Exporters can forward logs to your SIEM/OTLP backends.

• RAG quality: has‑support (answer spans found), exactness of citations, groundedness score, top‑k recall.
• Latency: p50/p95 for retrieval, tool‑calls, and end‑to‑end answers.
• Guard: correct block/allow rates, FP/FN on policy rules.
• HITL: % of cases requiring human review, time‑to‑approval, human‑model agreement.
• Cost: tokens by step (planning, retrieval, answer, tools).

Include a golden set with anonymized CFDI/CURP cases and adversarial OCR samples.

sentinelmcp/
  ├─ app/
  │   ├─ main.py                # FastAPI routes (/ingest, /search, /ask, /mcp)
  │   └─ mcp_server.py          # MCP server (HTTP+SSE) exposing tools
  ├─ agents/
  │   ├─ orchestrator.py        # Selector/Planner/Retriever/Analyst/Guard/HIL wiring
  │   └─ tools_wrappers.py      # Adapters to Saptiva Custom Tools
  ├─ rag/
  │   ├─ ingest.py              # OCR + chunk + embed pipeline
  │   └─ retriever.py           # semantic search, filters
  ├─ infra/
  │   ├─ logging.py             # structured/trace logging helpers
  │   └─ state_store.py         # save/load team/agent state
  ├─ tests/
  │   ├─ test_ingest.py
  │   ├─ test_rag.py
  │   └─ test_tools.py
  └─ README.md

1. MVP — MCP server + /ingest + /ask with Cortex/Ops/Embed + basic Guard.
2. HITL — UserProxyAgent approvals; resumable state per case.
3. Observability — structured logs + traces; dashboards for p95 & cost.
4. Providers — ProviderInterface with MockProvider and real provider glue.
5. Hardening — rate‑limits, circuit breakers, retries with jitter, idempotency keys.
6. Portability — optional OpenAI‑compatible proxy tests for “no lock‑in” story.
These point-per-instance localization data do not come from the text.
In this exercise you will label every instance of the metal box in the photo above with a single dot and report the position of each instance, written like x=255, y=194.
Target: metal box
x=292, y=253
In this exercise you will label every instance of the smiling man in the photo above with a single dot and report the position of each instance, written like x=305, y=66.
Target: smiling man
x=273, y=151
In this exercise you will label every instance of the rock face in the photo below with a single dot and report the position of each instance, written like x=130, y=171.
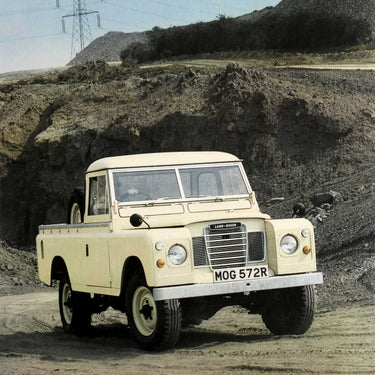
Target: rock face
x=299, y=133
x=108, y=47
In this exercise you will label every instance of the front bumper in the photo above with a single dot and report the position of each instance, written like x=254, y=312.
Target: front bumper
x=247, y=286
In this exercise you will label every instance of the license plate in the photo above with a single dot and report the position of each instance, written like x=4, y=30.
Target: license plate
x=243, y=273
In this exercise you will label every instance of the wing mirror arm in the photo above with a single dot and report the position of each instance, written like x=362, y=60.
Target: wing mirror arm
x=136, y=220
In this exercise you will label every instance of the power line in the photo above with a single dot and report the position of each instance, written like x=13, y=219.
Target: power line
x=81, y=32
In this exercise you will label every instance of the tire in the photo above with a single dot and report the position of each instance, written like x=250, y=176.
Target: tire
x=74, y=308
x=155, y=325
x=293, y=311
x=76, y=207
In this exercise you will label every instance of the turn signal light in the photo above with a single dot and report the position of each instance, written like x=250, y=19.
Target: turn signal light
x=306, y=249
x=160, y=263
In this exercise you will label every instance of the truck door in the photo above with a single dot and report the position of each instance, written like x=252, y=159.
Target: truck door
x=96, y=264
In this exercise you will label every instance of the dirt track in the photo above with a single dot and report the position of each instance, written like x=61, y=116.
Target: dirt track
x=32, y=341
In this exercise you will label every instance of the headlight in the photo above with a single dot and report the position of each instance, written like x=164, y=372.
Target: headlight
x=288, y=244
x=177, y=254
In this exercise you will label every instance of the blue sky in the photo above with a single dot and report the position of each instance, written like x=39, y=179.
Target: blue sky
x=31, y=33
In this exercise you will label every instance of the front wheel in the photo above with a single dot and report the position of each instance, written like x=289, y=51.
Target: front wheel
x=74, y=308
x=154, y=324
x=292, y=312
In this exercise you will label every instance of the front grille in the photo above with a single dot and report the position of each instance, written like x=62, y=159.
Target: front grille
x=228, y=245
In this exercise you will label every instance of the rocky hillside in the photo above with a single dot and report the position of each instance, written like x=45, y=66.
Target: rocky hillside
x=109, y=46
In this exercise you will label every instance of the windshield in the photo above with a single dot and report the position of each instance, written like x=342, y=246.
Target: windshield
x=179, y=183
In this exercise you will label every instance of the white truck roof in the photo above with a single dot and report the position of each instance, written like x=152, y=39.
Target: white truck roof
x=161, y=159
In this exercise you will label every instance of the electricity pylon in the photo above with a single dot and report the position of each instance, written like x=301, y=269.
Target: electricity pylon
x=81, y=33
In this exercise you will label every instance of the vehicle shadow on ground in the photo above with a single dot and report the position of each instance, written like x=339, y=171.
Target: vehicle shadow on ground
x=107, y=341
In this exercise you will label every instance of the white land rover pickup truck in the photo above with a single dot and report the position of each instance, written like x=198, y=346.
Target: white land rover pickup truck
x=169, y=239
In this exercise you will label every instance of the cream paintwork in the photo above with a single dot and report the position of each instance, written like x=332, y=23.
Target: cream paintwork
x=95, y=252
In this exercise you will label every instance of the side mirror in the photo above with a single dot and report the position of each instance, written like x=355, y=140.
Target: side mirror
x=136, y=220
x=299, y=209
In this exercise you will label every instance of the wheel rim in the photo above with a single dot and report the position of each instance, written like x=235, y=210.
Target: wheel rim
x=66, y=302
x=75, y=214
x=144, y=311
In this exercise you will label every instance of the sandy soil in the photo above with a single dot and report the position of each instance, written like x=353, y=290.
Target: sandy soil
x=341, y=341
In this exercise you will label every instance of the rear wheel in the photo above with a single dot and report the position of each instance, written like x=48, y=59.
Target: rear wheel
x=154, y=324
x=74, y=308
x=293, y=311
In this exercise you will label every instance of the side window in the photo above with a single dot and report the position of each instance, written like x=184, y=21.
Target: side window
x=98, y=201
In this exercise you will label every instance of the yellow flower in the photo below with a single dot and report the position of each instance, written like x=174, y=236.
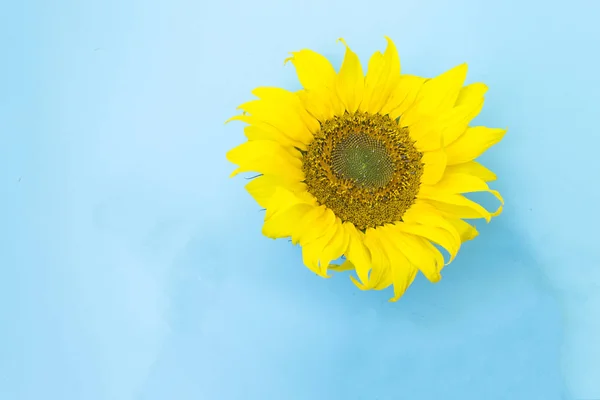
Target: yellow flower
x=370, y=167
• Third‑party availability (e.g., SAT) → circuit breakers + cached last‑known status + HITL fallback.
• Prompt injection / tool misuse → Guard policy checks + tool whitelisting + strict system prompts.
• PII exposure → redaction at logs, encryption at rest, short retention windows.
• Hallucinations → require citations; block answers without evidence; fallback to HITL.

TBD (MIT/Apache‑2.0 suggested for prototyping).

This project aligns with the Saptiva documentation for agents, models, RAG, tools, logging, and state management. Replace the MockProvider with authorized providers for official CFDI/CURP verification in production deployments.